Understanding Aerosol-Cloud Interactions
The findings from this study could significantly refine global climate models, providing policymakers and scientists with more accurate climate predictions and insights into how environmental policies can protect human health. In January 2020, the International Maritime Organization (IMO) mandated a substantial reduction in sulfur content in marine fuels to curb air pollution. Aerosols from ship emissions, particularly sulfate, influence cloud formation and brightness, affecting Earth’s energy balance.
These aerosol-cloud interactions cause clouds to form with smaller, more numerous droplets, making them brighter and more reflective of sunlight. This creates a cooling effect, which has historically masked about one-third of the warming caused by greenhouse gases. However, the effects of air pollution are marked by significant uncertainty and variability. Unlike long-lived greenhouse gases such as carbon dioxide, aerosols remain in the atmosphere only for days or weeks, making aerosol-cloud interactions the largest source of uncertainty in global climate projections.
Impact of IMO 2020 and Recent Developments
Diamond’s previous research indicated that clouds in major shipping corridors were forming with larger and less numerous droplets after the implementation of IMO 2020 regulations. Currently, scientists are debating the role of the resulting increase in absorbed sunlight over the ocean in the 2023 and 2024 marine heatwaves in the Atlantic Ocean. There is also disagreement on how much cloudiness declined post-IMO 2020, with estimates ranging from a modest 10% change to a significant 80% decrease.
Beginning in November 2023, attacks in the Bab al-Mandab Strait led to a sharp decline in Red Sea traffic and a surge in shipping around the Cape of Good Hope. Consequently, the South Atlantic region, known for its persistent, low-lying clouds, experienced a sudden increase in ship volume. This rerouting, driven by conflict rather than weather or policy, allowed researchers to observe changes in cloud formation directly linked to ship emissions, offering a valuable natural test case.
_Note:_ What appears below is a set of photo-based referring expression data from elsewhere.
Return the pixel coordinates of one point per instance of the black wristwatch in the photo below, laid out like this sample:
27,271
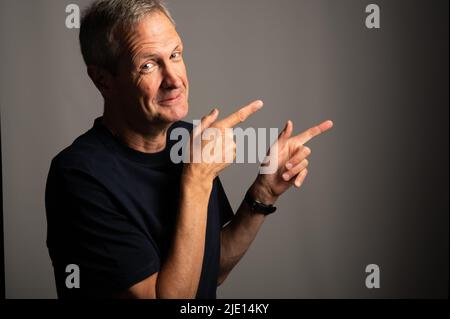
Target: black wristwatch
259,207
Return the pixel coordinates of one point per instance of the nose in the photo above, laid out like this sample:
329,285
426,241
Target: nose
170,78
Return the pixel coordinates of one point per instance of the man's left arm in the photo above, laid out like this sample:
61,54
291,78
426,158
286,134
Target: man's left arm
237,236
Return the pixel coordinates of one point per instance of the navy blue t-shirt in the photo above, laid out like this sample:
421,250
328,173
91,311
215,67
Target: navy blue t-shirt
111,211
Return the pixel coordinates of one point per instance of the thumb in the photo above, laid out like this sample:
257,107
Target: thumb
287,131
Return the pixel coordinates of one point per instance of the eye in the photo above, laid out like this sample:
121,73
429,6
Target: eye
175,55
147,67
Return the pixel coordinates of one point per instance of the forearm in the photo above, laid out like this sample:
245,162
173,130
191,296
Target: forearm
180,274
238,235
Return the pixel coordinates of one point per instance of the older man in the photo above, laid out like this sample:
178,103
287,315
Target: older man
136,224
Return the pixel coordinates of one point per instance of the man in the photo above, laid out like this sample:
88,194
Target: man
136,224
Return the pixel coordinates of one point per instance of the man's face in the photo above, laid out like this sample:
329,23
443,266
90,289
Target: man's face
151,84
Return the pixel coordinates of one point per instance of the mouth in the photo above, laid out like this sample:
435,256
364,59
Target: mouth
171,100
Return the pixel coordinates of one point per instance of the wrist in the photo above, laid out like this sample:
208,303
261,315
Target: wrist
262,193
191,179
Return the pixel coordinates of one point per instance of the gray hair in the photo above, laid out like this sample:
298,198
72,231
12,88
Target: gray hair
101,20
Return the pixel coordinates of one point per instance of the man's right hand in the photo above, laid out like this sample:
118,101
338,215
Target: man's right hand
212,143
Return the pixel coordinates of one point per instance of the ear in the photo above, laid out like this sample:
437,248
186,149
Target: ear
102,78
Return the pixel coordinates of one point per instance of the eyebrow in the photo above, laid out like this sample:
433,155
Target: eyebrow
147,55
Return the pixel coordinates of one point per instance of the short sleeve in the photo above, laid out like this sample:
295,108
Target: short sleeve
226,212
86,227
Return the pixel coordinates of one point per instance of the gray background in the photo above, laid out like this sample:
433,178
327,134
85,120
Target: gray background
377,191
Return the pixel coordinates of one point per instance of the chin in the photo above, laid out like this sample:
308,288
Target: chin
177,113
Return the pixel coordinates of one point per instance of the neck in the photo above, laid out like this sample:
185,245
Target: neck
151,139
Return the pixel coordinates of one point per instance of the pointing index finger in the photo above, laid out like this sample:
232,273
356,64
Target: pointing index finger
314,131
241,115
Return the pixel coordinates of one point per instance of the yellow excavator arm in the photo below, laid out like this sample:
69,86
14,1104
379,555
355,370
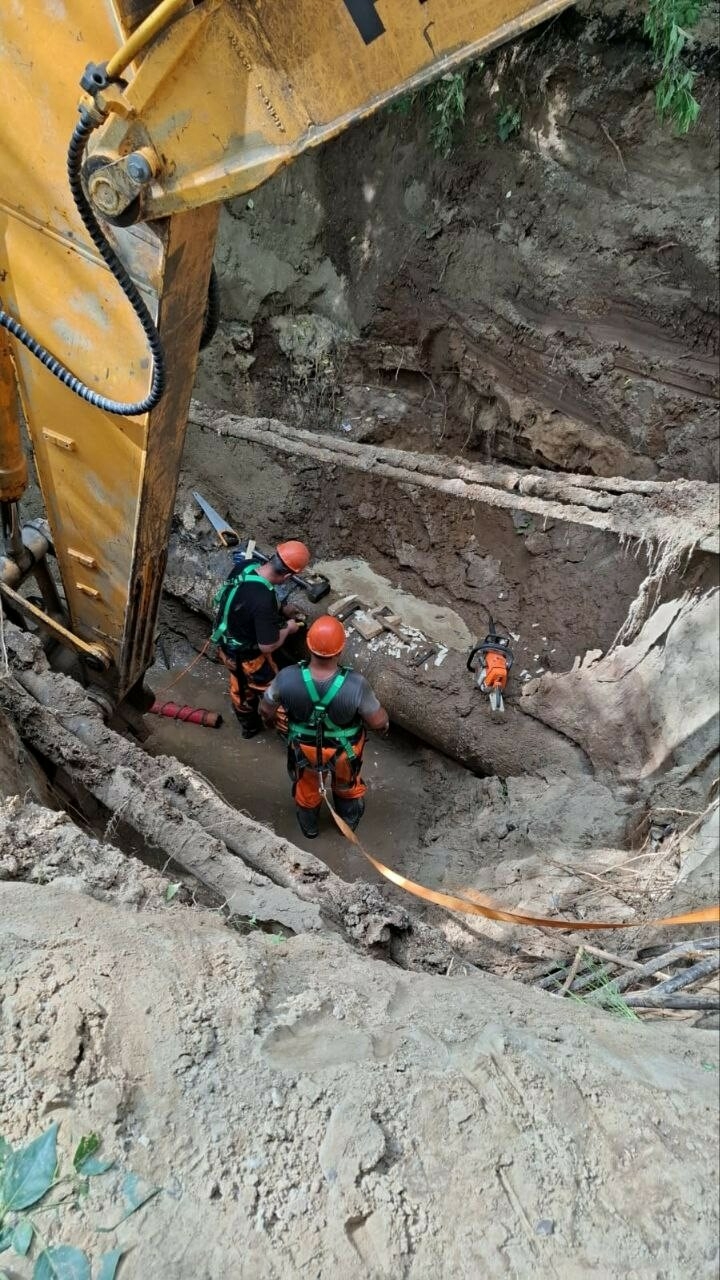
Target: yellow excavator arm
108,220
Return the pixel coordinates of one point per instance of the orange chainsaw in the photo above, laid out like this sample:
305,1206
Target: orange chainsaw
497,658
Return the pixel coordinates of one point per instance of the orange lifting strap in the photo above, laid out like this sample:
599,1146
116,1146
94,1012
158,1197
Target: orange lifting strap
452,903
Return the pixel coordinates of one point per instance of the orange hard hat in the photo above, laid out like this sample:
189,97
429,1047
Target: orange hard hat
327,636
295,556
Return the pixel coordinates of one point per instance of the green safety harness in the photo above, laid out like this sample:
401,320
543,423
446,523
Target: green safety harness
319,723
224,599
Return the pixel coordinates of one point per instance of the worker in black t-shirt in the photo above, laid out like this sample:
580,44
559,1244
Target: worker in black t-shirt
251,625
Satellite Data and Future Implications
Satellite data revealed a noticeable increase in nitrogen dioxide (NO2) over the southeastern Atlantic Ocean. NO2, a gas emitted by ship engines that was unaffected by the 2020 IMO fuel regulations, served as a reliable indicator of increased ship activity. This confirmed a surge in traffic through the region, enabling scientists to directly compare pre- and post-regulation conditions under heavy ship traffic.
The implications of these findings are profound. By providing a clearer understanding of aerosol-cloud interactions, this research could lead to more precise climate models and inform future environmental policies. As global shipping routes continue to evolve due to geopolitical and environmental factors, ongoing research will be crucial in understanding the broader impacts on our planet’s climate system.
Looking ahead, scientists and policymakers will need to consider these findings as they develop strategies to mitigate climate change and protect human health. The study underscores the importance of international cooperation and regulation in addressing the complex challenges posed by global shipping and its environmental impacts.